Beatrice was out of work for a year before she found another job. She took a job in another factory across the state from where her family was living. The job paid half of what she made before, with no benefits. Her son took out student loans to finish his degree from Oklahoma State University. Her husband’s health deteriorated rapidly without insurance and care. Beatrice sold the house, opting to rent a small apartment. She sold her car, riding a bike to work in the Oklahoma weather year-round. She filed for bankruptcy due to medical bills in 2005. Her husband died in 2006.

Beatrice now works at a grocery store, while living with her son. She is still paying off her bankruptcy settlement and owes nearly $100,000 in overdue debt. For Beatrice, the American dream is not to be rich. It is to be able to live without hurting her son’s future.

Beatrice’s story is not unique. Over the past 20 years, unions have come under attack by Republicans. When the unions leave, the jobs follow. Wages for workers in right to work states are lower than union states. The number of jobs created is lower than in states allowing unions.

The fight over unions in America has hit Wisconsin, Michigan, Indiana, and Ohio. Each of these states currently has a Republican governor and controlled state legislature. Voters have pushed back against stripping the unions in their states. Wisconsin Governor Scott Walker is facing a recall election for his collective bargaining legislation.

Companies have pushed against unions in an attempt to strip workers rights. The companies have even started a political action committee to run advertisements against unions. One such commercial aired during last nights Super Bowl. The commercial asked, “Did you get a vote in joining a union”. The viewers responded, “We did not get a vote in our company moving overseas. We did not get a vote when the company laid of 20,000 American workers”.

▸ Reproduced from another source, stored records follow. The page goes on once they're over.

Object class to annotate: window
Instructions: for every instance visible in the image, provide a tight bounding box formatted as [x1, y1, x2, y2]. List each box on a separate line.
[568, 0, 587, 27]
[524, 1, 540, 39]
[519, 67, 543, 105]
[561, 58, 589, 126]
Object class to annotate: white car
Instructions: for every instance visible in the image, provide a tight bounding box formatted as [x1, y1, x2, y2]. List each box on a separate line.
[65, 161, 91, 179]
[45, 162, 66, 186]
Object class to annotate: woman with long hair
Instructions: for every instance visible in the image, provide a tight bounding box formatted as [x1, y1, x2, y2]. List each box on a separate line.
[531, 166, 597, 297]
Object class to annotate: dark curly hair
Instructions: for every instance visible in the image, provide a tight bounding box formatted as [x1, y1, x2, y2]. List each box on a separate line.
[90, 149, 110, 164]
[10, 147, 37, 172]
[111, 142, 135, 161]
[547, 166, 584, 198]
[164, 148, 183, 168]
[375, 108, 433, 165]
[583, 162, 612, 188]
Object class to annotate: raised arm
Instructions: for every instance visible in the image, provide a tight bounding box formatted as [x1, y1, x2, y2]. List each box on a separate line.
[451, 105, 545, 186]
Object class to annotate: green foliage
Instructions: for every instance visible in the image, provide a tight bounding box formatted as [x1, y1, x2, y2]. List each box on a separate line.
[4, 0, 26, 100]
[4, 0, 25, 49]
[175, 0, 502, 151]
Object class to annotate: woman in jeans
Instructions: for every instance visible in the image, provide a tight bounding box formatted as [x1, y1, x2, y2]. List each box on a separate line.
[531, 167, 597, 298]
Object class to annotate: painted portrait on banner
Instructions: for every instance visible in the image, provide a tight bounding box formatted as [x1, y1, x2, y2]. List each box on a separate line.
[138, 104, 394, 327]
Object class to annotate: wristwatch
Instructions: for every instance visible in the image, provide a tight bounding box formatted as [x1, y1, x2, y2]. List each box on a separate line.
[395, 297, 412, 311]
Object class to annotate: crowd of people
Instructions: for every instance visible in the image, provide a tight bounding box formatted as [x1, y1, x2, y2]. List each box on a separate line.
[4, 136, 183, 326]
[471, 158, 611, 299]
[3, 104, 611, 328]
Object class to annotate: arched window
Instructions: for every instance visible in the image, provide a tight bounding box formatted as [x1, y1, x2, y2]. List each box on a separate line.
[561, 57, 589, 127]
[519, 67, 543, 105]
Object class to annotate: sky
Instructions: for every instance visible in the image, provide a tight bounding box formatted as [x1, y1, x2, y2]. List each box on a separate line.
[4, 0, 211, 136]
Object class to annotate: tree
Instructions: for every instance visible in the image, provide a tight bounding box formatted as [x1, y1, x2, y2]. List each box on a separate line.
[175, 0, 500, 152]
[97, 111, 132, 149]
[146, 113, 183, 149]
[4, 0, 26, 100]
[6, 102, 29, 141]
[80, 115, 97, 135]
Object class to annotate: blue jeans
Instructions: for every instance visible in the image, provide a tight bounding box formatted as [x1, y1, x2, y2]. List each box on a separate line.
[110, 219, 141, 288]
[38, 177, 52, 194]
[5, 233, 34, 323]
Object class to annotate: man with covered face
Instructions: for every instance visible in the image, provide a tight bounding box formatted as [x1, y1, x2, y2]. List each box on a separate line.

Companies do not want unions because they must provide a living wage and benefits for the employees, and the unions keep the company anchored in the local area.

For the unions, the fight is political. Unions are the largest supporters of the Democratic Party in America. Three of the top ten political contributing organizations in America are unions. The unions are the only three donors Democrats have in the top ten. Republicans are helping send jobs overseas, raise corporate profits, and remove political donations to Democratic candidates by stripping union rights from workers. The move has nothing to do with budgets or jobs, but with greed and politics.

For Beatrice, the push to save the unions is too late. For the millions of people facing the same situation, today is critical. They know what the future holds, and they are standing up for their unions. Should Americans be content to watch decent paying jobs move to foreign countries, so companies can make a few extra dollars for their shareholders?

Fight against union stripping laws by supporting union workers rights in your state.